For the second objective we identified the current hull coating used in Sector San Juan. Following this, we sought to understand the mechanisms by which the coating combats biofouling and how successful it was in the Sector. Furthermore, we researched other coatings available on the market to find one that could better serve the needs of the Sector.

We completed the last objective by identifying the current techniques used by the contracted divers and researching academic literature for proven hull cleaning methods. We then compared our findings and put forth recommendations.


We found that there are four sets of data needed in order to be able to effectively create a new hull cleaning schedule:

  • Biofouling Accumulation – Necessary to see how biofouling accumulation accelerates on vessels in Sector San Juan. As harder biofouling begins to accumulate, the difficulty to remove it from the hulls will increase (Commanding Officer “A”, personal communication, 2015).
  • Speeds and associated RPM – Can be used to illustrate how a ship’s operating speeds are impacted over the time that biofouling accumulates. To achieve a vessel’s top speed, an engine needs to input more work which could lead to engine breakdown.
  • Fuel consumption (burn) and associated distance travelled – Needed to correlate biofouling accumulation to the increase in fuel consumption (and thus increased costs to operate the ships). This is important because it allows for comparing new schedule options on the basis of potential money saved for the Coast Guard, and will be the definitive data set in deciding upon new schedules.
  • Gallons per hour consumed – This data point is an alternative for calculating fuel money saved, as it is more specific and can be correlated to the different speeds a ship travels at.

We found that the anti-fouling paint currently employed on the vessels in Sector San Juan is a copper ablative biocidal anti-fouling paint (more specifically International Interspeed BRA 640) (Commanding Officer “A”, personal communication, 2015). This type of coating (ablative and copper biocide) is unfit for the conditions of San Juan.

  • Copper is at risk of being legally banned for use in anti-fouling due to the damage it does to marine life (Kaznoff & Rudroff, 2000).
  • Ablative paints intentionally wear down and fall off the hull easily (Commanding Officer “A”, personal communication, 2015). This is unsuitable for San Juan because the hulls undergo more frequent cleanings in San Juan than in most other USCG Sectors (Robert Hemp, personal communication, 2015).

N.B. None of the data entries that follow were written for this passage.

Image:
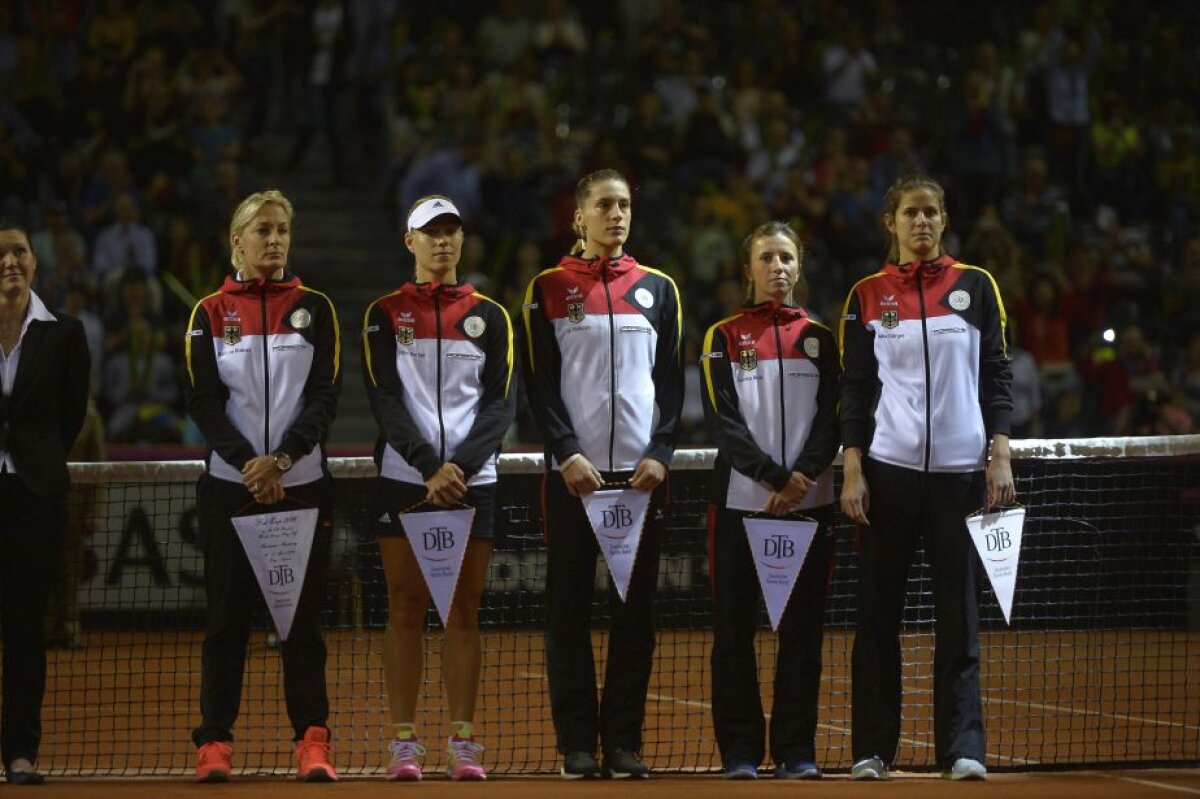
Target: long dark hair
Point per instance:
(801, 290)
(904, 185)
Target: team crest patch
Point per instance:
(474, 326)
(300, 318)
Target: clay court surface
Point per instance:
(1078, 785)
(119, 712)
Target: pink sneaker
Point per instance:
(463, 763)
(406, 760)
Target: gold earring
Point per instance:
(580, 242)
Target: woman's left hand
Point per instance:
(648, 474)
(262, 479)
(1001, 488)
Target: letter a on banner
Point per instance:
(779, 547)
(439, 542)
(997, 539)
(279, 545)
(617, 518)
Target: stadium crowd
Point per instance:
(1065, 133)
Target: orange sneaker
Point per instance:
(313, 757)
(214, 762)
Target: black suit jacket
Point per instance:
(41, 418)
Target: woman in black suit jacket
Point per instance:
(43, 370)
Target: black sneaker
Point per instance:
(580, 766)
(623, 764)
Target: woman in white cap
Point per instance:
(438, 372)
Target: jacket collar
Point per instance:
(913, 268)
(618, 265)
(258, 284)
(448, 290)
(768, 310)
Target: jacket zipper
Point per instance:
(437, 322)
(267, 374)
(783, 406)
(612, 370)
(924, 346)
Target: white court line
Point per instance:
(1059, 708)
(707, 706)
(1164, 786)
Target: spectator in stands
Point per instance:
(1037, 212)
(63, 253)
(849, 70)
(777, 436)
(43, 394)
(327, 38)
(78, 301)
(1026, 388)
(903, 481)
(265, 443)
(126, 242)
(63, 625)
(1186, 378)
(441, 421)
(593, 437)
(141, 388)
(113, 32)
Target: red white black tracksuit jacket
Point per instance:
(263, 374)
(927, 377)
(603, 359)
(438, 361)
(771, 376)
(772, 379)
(605, 378)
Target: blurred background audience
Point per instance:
(1065, 132)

Current in-water hull cleanings are very effective at removing macrofouling (the hard, easily visible biofouling), but do not remove the microfouling according to a diver contracted by the Coast Guard to clean hulls (Personal communication, 2015). Microfouling is important to remove, because without it the macrofouling cannot attach well (Cao et al., 2010).

  • Should the frequency of in-water cleanings per vessel increase, it would be wise to have this microfouling cleaned off as well, so that for the next cleaning, the macrofouling would be less abundant and attached less strongly. This would reduce the time needed to clean the hull and make the work to do so easier.

Our findings and potential recommendations do not put the divers contracted by Sector San Juan at risk of losing in-water hull cleaning contracts. None of our findings support the need, benefit, nor possibility of reducing the number of in-water cleanings conducted within the Sector.